It was impossible to talk to him now, she saw, disappointed.
“Will you call me at the newsroom?” she yelled.
She lost her grip on his arm as the governor’s bodyguards cleared a way toward the show area. Dodd turned, walking backward a few steps. “Ill be late,” he said apologetically. “I’ll call your house when I get through. Midnight?”
She nodded and waved her hand. She was left just outside the yew arch as the crowd followed the governor’s party and the TV cameras. For the first time she saw a tall man in a white ruffled shirt and red satin military coat standing a few feet away, inside the maze. He’d apparently been watching her.
The light was dim. At that moment they were the only ones near the clipped green hedges of the labyrinth. As he walked toward her, Gaby couldn’t tear her gaze from his leanly powerful body, magnificent in the tight-fitting breeches and scarlet coat. He stopped in front of her and she looked up, straight into the black gypsy eyes of James Santo Marin.
“Why can’t you do what Harrison Tigertail told you to do?” he asked in exasperation. “Stay where he can watch you. Dammit, if anything happens to you I’ll...”

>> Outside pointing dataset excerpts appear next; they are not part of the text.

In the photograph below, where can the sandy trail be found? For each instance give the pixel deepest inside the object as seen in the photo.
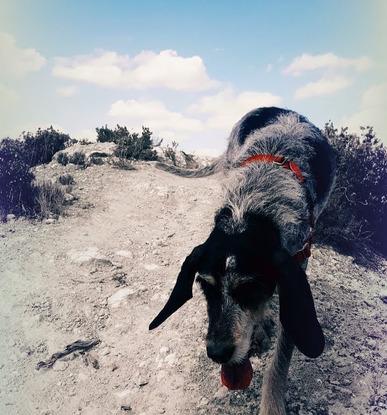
(104, 271)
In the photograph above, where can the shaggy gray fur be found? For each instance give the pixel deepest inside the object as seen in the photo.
(267, 188)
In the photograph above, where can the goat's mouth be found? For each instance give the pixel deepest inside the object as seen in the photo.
(237, 375)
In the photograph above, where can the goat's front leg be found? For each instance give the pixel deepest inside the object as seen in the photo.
(275, 378)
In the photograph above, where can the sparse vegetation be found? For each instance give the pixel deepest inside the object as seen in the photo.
(16, 191)
(49, 199)
(123, 164)
(356, 215)
(66, 179)
(170, 152)
(190, 162)
(78, 158)
(39, 148)
(131, 146)
(62, 159)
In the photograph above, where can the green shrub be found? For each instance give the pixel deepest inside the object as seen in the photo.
(356, 214)
(17, 194)
(66, 179)
(106, 135)
(78, 158)
(170, 152)
(40, 147)
(136, 147)
(62, 159)
(49, 199)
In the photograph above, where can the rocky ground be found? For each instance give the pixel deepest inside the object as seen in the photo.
(105, 269)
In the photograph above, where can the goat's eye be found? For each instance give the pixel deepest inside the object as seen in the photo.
(249, 294)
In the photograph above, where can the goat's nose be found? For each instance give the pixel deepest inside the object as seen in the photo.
(220, 352)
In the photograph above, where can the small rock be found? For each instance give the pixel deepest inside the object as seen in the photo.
(60, 366)
(126, 254)
(150, 267)
(119, 296)
(69, 198)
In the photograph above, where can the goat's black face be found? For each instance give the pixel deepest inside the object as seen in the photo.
(235, 302)
(238, 271)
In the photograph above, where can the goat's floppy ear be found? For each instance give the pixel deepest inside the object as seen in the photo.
(182, 291)
(297, 312)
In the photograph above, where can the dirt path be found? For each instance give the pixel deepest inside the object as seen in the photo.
(105, 270)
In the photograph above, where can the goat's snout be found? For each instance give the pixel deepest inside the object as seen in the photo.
(220, 352)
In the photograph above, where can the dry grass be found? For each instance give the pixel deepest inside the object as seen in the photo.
(50, 199)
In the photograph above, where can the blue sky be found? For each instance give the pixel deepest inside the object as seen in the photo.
(189, 70)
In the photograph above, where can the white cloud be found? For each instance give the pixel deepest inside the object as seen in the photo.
(324, 86)
(328, 61)
(67, 91)
(7, 95)
(372, 112)
(16, 61)
(155, 115)
(146, 70)
(225, 108)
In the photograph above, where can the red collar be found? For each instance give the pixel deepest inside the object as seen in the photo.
(304, 253)
(280, 160)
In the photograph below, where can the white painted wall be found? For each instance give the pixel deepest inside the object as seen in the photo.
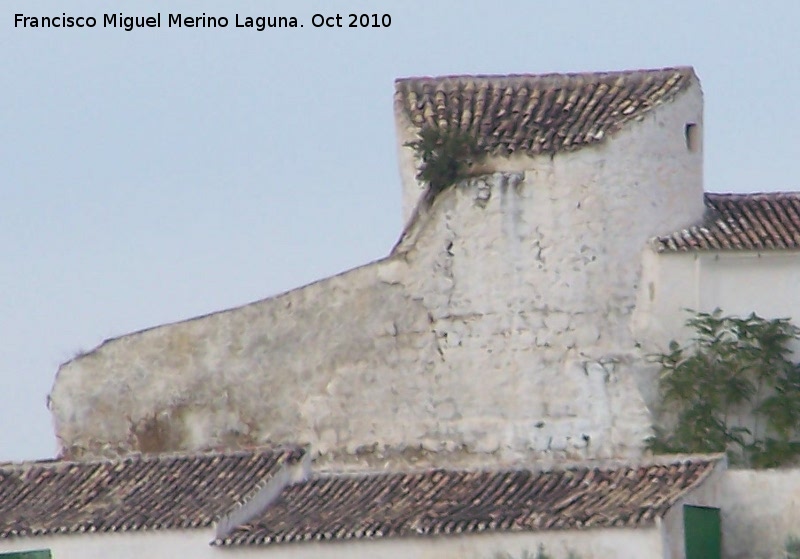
(736, 282)
(588, 544)
(160, 544)
(760, 510)
(499, 330)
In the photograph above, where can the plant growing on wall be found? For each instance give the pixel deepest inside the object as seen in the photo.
(732, 388)
(446, 157)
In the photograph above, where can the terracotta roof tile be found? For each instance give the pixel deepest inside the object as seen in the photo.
(762, 221)
(132, 493)
(537, 113)
(340, 507)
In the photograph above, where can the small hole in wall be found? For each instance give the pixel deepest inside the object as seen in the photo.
(692, 133)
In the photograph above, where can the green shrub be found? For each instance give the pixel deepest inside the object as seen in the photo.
(732, 365)
(446, 157)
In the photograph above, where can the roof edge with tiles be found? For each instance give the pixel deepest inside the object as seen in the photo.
(537, 113)
(442, 502)
(760, 221)
(141, 491)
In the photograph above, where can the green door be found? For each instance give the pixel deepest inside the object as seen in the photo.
(702, 532)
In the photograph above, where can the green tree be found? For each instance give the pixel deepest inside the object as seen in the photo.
(446, 157)
(733, 388)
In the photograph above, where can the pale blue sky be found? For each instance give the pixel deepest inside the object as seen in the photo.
(160, 174)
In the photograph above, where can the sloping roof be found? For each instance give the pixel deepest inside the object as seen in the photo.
(132, 493)
(438, 502)
(537, 113)
(741, 222)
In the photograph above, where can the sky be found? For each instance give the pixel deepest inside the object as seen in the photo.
(159, 174)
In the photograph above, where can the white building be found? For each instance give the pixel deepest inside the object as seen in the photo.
(499, 326)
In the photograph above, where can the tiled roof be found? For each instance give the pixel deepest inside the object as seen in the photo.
(741, 222)
(342, 507)
(132, 493)
(537, 113)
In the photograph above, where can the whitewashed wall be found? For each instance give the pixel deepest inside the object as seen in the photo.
(738, 282)
(500, 327)
(588, 544)
(760, 510)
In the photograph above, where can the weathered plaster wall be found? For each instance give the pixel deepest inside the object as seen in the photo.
(588, 544)
(760, 510)
(499, 326)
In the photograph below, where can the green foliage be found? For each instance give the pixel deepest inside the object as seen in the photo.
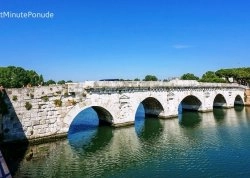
(45, 98)
(3, 105)
(61, 82)
(17, 77)
(150, 78)
(49, 82)
(241, 75)
(189, 76)
(58, 103)
(210, 76)
(28, 105)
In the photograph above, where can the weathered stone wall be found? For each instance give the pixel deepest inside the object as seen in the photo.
(247, 97)
(40, 112)
(48, 106)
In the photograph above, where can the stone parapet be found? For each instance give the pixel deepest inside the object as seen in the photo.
(247, 97)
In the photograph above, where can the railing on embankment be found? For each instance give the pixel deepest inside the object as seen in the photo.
(247, 97)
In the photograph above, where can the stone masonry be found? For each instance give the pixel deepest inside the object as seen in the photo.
(46, 111)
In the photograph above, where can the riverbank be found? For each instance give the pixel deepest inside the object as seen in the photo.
(247, 99)
(4, 171)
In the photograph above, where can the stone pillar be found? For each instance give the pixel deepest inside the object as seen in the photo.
(247, 97)
(1, 126)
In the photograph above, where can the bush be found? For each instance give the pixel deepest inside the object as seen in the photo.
(14, 98)
(58, 103)
(28, 105)
(45, 98)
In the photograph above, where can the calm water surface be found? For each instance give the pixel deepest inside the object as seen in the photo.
(215, 144)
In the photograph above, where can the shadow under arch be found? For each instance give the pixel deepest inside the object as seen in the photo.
(219, 101)
(12, 135)
(238, 101)
(189, 103)
(146, 126)
(152, 107)
(219, 114)
(187, 111)
(90, 130)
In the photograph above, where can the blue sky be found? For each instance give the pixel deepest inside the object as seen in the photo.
(97, 39)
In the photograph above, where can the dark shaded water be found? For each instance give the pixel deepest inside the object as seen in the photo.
(215, 144)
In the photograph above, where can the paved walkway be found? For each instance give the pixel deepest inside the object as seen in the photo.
(4, 171)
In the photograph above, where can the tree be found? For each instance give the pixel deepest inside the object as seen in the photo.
(150, 78)
(61, 82)
(50, 82)
(16, 77)
(210, 76)
(189, 76)
(241, 75)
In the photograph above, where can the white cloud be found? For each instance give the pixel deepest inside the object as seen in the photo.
(180, 46)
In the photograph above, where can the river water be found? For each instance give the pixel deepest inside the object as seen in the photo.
(214, 144)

He left it dangling, staring at her with an expression of angry frustration. He looked tense and edgy in spite of his brilliant costume; the dark smudges of fatigue under his eyes were more pronounced than she remembered.
That wasn’t the only thing Gaby remembered.
For the first time, as she stared at James’s handsome face, the full realization of where she’d been with the iyalocha and what she’d done on board the luxurious yacht, with him, flooded over her.
She’d managed to bury it all in the back of her mind somehow so as not to think about it. Now it popped out. Every detail. Inescapable.
“It was some sort of trick!” The words spilled out of her. “The party, the clothes, the weird ceremony and chanting. It was all to get me in bed with you,” she cried. “When I didn’t even know what I was doing!”
“Gabriela, look, don’t let’s argue about anything right now, especially not what happened that night. I’ll explain it to you later.” He seized her wrist, pulling her to the maze’s entrance. “You’ve got to go back where Harrison can watch you. It’s important.”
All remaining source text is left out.